日本人駐在員の場合、同じような「日本人御用達」のマンションに住むことが多いため、ただでさえ「あの〇〇の支店長の奥さんは……」「〇〇さん、地元スーパーで〇〇をよく買っている!」といったうわさ話になりがちで、うんざりしてしまうからだ。

だが、日本に住む中国人の場合は状況が異なる。企業派遣の駐在員はまだ少なく、留学生や、留学後に日本企業に就職したり、独立して仕事をしている人が多く、みんなバラバラで、寄り集まって住んでいるわけではない。だから、顔も知らないけれど、同じ中国人同士という適度な距離があるので、気軽に離婚の相談までSNSでさっとできてしまうのだ。

少なくとも、私が知るかぎり、SNSをここまで頻繁に駆使し(私が知るかぎり、ほぼ24時間体制!)ネットワークを活用し、仕事やプライベートのためにここまで活用しているのは、おそらく世界で中国人だけではないだろうか。

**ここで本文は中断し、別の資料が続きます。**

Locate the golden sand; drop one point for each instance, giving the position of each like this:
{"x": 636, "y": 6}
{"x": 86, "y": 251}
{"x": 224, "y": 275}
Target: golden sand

それはやはり、彼らが母国の影響を強く受けているからだ。

異国に住まう中国人の生活の知恵

ウィーチャットの中国でのアクティブユーザーは9億6000万人といわれているが、それは世界中に飛び出した中国人にも広がっている。フェイスブックは世界で22億人以上が使っているといわれているが、日本国内に限っていえば、月間アクティブユーザーは約2800万人と、決して多くはない。海外に住んでいるからフェイスブックを始めました、という人ばかりではないだろう。海外に住む日本人が全員SNSで連絡を取り合っているとは思いにくい。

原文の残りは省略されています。